2008
02
Apr
Oops: Amtshilfeersuchen aus Liechtenstein
Vor gut drei Wochen hatten wir spekuliert, ob die Liechtensteiner Behörden bei der Fahndung nach Heinrich Kieber ein Amtshilfeersuchen an Deutschland richten werde. Nun ist es so weit: Wie BILD am Sonntag berichtet, fordert die Liechtensteiner Staatsanwaltschaft von den deutschen Behörden Informationen über die neue Identität Kiebers, seinen Aufenthalftsort sowie Details über die den deutschen Finanzbehörden vorliegenden, gestohlenen Bankdaten.
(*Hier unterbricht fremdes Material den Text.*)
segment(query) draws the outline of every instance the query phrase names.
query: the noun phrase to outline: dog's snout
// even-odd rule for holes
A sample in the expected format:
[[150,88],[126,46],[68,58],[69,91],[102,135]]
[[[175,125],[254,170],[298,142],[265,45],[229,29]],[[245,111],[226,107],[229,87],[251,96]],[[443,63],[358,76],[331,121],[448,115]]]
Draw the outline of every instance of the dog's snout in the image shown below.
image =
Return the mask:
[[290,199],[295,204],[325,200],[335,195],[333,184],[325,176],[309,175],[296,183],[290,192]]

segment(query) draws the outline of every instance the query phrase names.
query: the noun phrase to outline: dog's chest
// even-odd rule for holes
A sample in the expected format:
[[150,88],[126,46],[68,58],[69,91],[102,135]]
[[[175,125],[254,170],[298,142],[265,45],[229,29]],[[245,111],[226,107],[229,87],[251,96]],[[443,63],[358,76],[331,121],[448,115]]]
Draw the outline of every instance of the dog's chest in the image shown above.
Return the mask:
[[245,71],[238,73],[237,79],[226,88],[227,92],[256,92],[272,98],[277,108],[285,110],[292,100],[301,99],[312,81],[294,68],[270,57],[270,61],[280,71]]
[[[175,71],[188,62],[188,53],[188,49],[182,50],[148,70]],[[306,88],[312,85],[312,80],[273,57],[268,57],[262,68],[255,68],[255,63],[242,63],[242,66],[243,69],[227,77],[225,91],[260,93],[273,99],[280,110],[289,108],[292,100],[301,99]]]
Besonders pikant: Die Liechtensteiner Behörden fragen ausdrücklich auch nach Schreiben, Protokollen und Vermerken der “befassten deutschen Behörden im Hinblick auf die Übergabetransaktion und die Bezahlung der Informanten.” Naheliegend, dass es hier um eine Mittäterschaft oder Anstiftung durch den BND respektive dessen Täterschaft als “Hehler” geht.
Die Bundesregierung prüft das Rechtshilfeersuchen derzeit. In jedem Fall befindet sich unser Rechtsstaat in einem häßlichen Dilemma: Juristisch ist die Sachlage klar. Der Verdacht gegen Heinrich Kieber ist sehr konkret, die Tat auch nach deutschem Recht strafbar und der internationale Haftbefehl gegen Kieber insofern in keinster Art und Weise anzuzweifeln. Den Liechtensteiner Behörden bei der Fahndung nach Kieber nicht zu helfen, wäre ein Affront und ein unerträglicher Akt der Rechtsbeugung. Amtshilfe zu leisten, käme auf der anderen Seite dem Eingeständnis gleich, die Daten auf fragwürdigem, ja eventuell sogar unrechtmäßigen Weg beschafft zu haben.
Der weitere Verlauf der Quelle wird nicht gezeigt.